The hotel’s front door was originally the Master’s entrance, the Scholar’s meanwhile used the side passage way down to the cobbled courtyard. The 18th Century Boys cheekily carved their names and initials into the passage walls “18th Century Graffiti” which is still very visible today!
One of the Scholars of the Academy, William Canning of the Manor House, Ogbourne St George, designed and cut the White Horse of Marlborough. The Small but well maintained Marlborough White Horse is located on the shallow slopes on Granham Hill, above the village of Preshute located to the South West of Marlborough.

The Cobbled Courtyard
The Hotel is built around a cobbled courtyard, and retains many of its original features.
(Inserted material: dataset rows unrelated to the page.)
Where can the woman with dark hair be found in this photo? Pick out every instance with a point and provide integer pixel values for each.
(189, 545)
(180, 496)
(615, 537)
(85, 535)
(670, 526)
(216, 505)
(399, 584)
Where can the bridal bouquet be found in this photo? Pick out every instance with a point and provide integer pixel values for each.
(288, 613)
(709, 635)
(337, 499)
What is now the hotel restaurant was once the home of the first cinema in Marlborough. Regretfully the only evidence of the cinema is the raised platform where the big screen once stood. Soon after, the cinema moved up to what is now Waitrose!
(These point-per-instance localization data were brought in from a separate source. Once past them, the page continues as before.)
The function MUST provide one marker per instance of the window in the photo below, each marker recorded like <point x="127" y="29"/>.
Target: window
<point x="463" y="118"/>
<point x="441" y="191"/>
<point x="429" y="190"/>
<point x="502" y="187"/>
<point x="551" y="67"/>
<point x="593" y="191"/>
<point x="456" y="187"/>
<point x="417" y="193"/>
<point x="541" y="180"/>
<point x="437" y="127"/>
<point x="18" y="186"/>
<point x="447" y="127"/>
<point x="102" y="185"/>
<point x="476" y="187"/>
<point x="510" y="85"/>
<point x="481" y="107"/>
Marlborough is a lively town where there is much of interest. It was once an important staging post on the great road between London, Bath & Bristol.
Just around the corner from the hotel is the beautiful Marlborough College which took in its first 199 boy students in 1843. The college itself has a fine history, more details of which can be seen on the college website.
Things have changed somewhat as it now caters for some 870 students and is one of the finest public schools in the Country.
More information can be found at www.marlboroughcollege.org
Exclusively, Residents of the Ivy House Hotel can arrange a private tour of the college which is strictly by appointment only.
Marlborough High Street is the widest High Street in the UK. The Great Fire of Marlborough in 1653 saw to that when it burnt down two hundred and fifty houses to the ground. Fire swept through the Town again in 1679 and again in 1690. This time, an Act Of Parliament was passed “to prohibit the covering of houses and other buildings with thatch in the Town of Marlborough”.
At the West of the High Street near the Ivy House Hotel is the 15th Century St Peter’s Church which is now a permanent Art & Craft Centre.
At the East End of the High Street is the Town Hall. The High Street is home to some of the finest shops which are well worth a visit.
More Local Attractions:
Avebury Stone Circles, Silbury Hill, St Peters Church – Marlborough, Salisbury Plain, Bath, Swindon, Hungerford, West Woods – Bluebell Woods, Savernake Forest, West Kennet, Long Barrow Caves, Crop Circles, Stonehenge and much more.